Can you buy a house without a real estate agent, or is having one the way to go? Here is everything you need to know!
Despite most people choosing the traditional route, it is possible to buy a house without a real estate agent. However, this will give you several additional responsibilities you need to make. This is what it takes to buy a house without a real estate agent.
Apply for a Mortgage
It’s a common knowledge you can’t buy a house without a mortgage. In other words, before you even start looking for a home, you need to get a mortgage preapproval. With a mortgage preapproval, you’ll know just how big loan you can take, so you know not to look for houses that are outside of your budget. This is also a way to let the sellers know you are serious and aren’t making an offer you can’t stand behind.
Keep in mind that mortgage preapproval isn’t the same as mortgage prequalification. Prequalification usually isn’t enough for you to buy a house without a real estate agent, so take notice of this.
Do Your Research
You can’t go purchasing a property without at least some research. The most important research should be about the neighborhood – and this doesn’t only include whether or not the person next door is kind, and the distance from nearby schools, grocery shops and bus stations. You should also know the average selling price in that area. This won’t only let you know whether or not you’re being ripped off, but you’ll have a brief idea of how easy it’ll be to sell a house later – and how much equity you’ll have once the mortgage is repaid.
Hire a Lawyer
While a lawyer isn’t exactly requested before the sale’s closing date, it would be wise to have one with you every step of the way.
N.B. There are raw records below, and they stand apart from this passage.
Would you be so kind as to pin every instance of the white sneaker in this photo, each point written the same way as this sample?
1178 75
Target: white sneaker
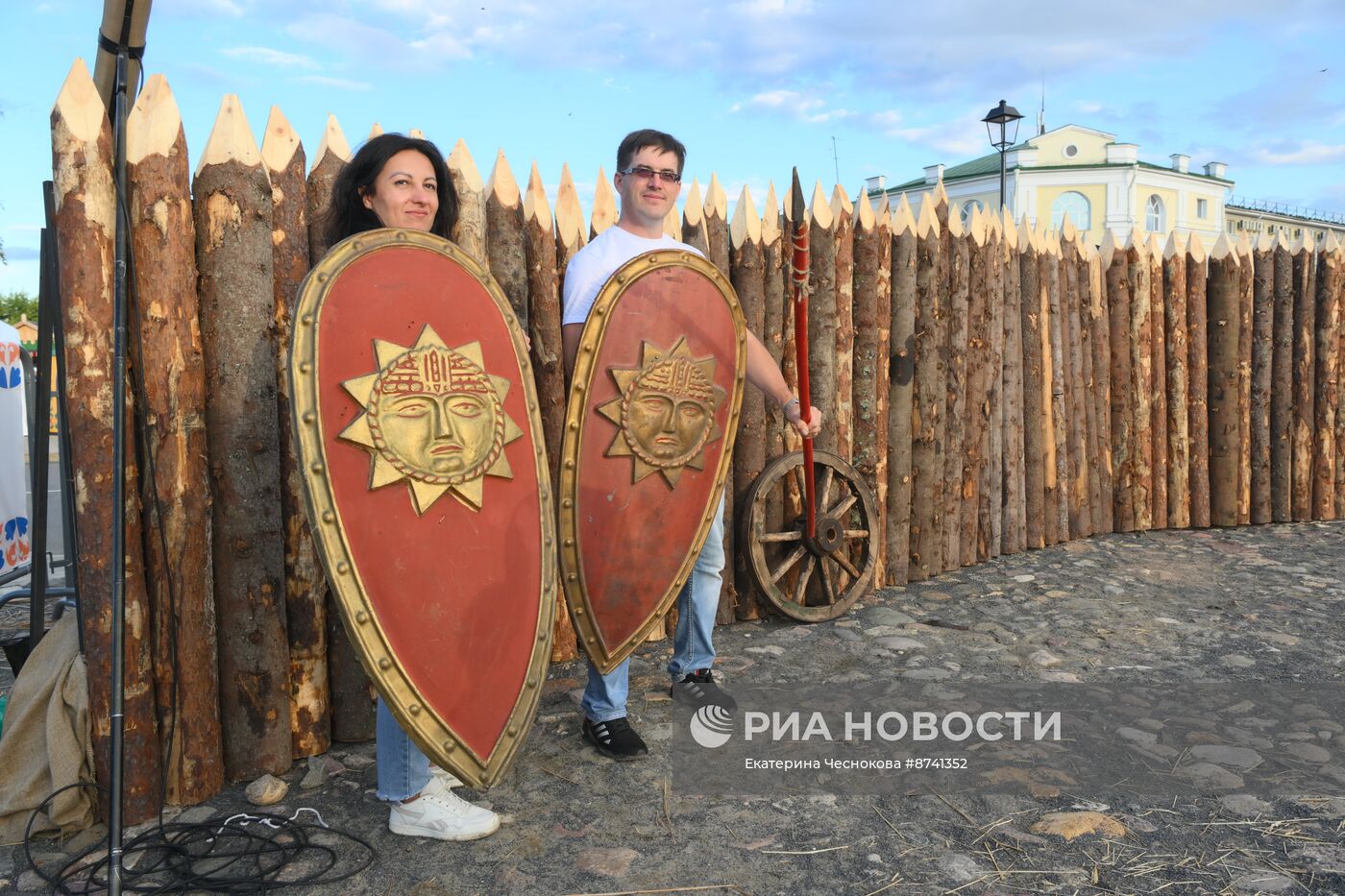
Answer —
441 814
446 777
A good real estate attorney can be of great help when you’re working alone in Milwaukee, as they can help you not get scammed.
Find the Right Property
This is the step that buyers think is the most important one. Finding the right property when buying without an agent can last for a very long time. However, this shouldn’t discourage you from finding the perfect future home.
Stay within your budget, no matter how tempting it might be to look for those luxurious listings. Despite the Coronavirus, you can still arrange for an in-person viewing, although online viewings work just as well. You should personally arrange everything with the seller, or their agent. While viewing the property, take note of its condition. It would be wise to hire a real estate inspector who can confirm if everything is in a good condition – although this is usually done once the offer is accepted. Also, make sure to ask what is included in the sale. This information is important when creating an offer.
Ask for a Seller’s Disclosure
To put it simple, a Seller’s Disclosure is a list that seller creates with everything that’s wrong with the house. They should also include all remodeling works that have been done on the home. Some things a seller disclosure should include are:
- Structural issues
- Problems with plumbing, heating, or electrical systems.
- Mold and mildew damage
- Water damage
- History of damage from pests such as termites
- Information about any toxins in the soil
- The presence of asbestos, radon, or lead paint
Keep in mind that sellers are only responsible for letting you know about the issues they are aware of. Also, some states don’t require disclosures, so they might avoid doing it – but luckily, Wisconsin isn’t one of them. The only nationally-required disclosure is the last one, about the presence of lead paint.
When you decide to buy a house without a real estate agent, you should research state laws on disclosures so you don’t miss anything. Also, most states legally require sellers to honestly answer to the questions about the state of their home, so make sure you ask all the right questions.
Make an Offer
If you’ve found the right property, it’s time to make an offer. An offer should always be less than the amount you’re preapproved, so you have some space for negotiating. Once this is done, you should write an official offer letter to the seller. This should include not just the amount of money you’re offering, but also any requested contingencies, seller concessions, items that you want the seller to include in the sale, as well as the expected closing date. If your offer is accepted, don’t forget to hire housing inspection to ensure everything is okay with the property.
If the inspection finds out any undisclosed issues, you can negotiate with the seller about this. Depending on your preferences, you can:
- Ask the seller to repair everything
- Ask for reimbursement
- Ask for a reduction of a sale’s price
- Cancel the sale altogether
Close the Sale
Once you’ve reached an agreement, it’s time close the sale and finalize everything. The final step is the underwriting process, something that can take a while. Once this is done, you’ll be given a Closing Disclosure, which will inform you about the terms of your loan, such as closing costs and interest rate. If this is all clear, contact both your lender and your attorney and let them know it’s time to schedule the closing. You’ll have to sign a lot of documents, but once this is done, you’ll officially become a homeowner.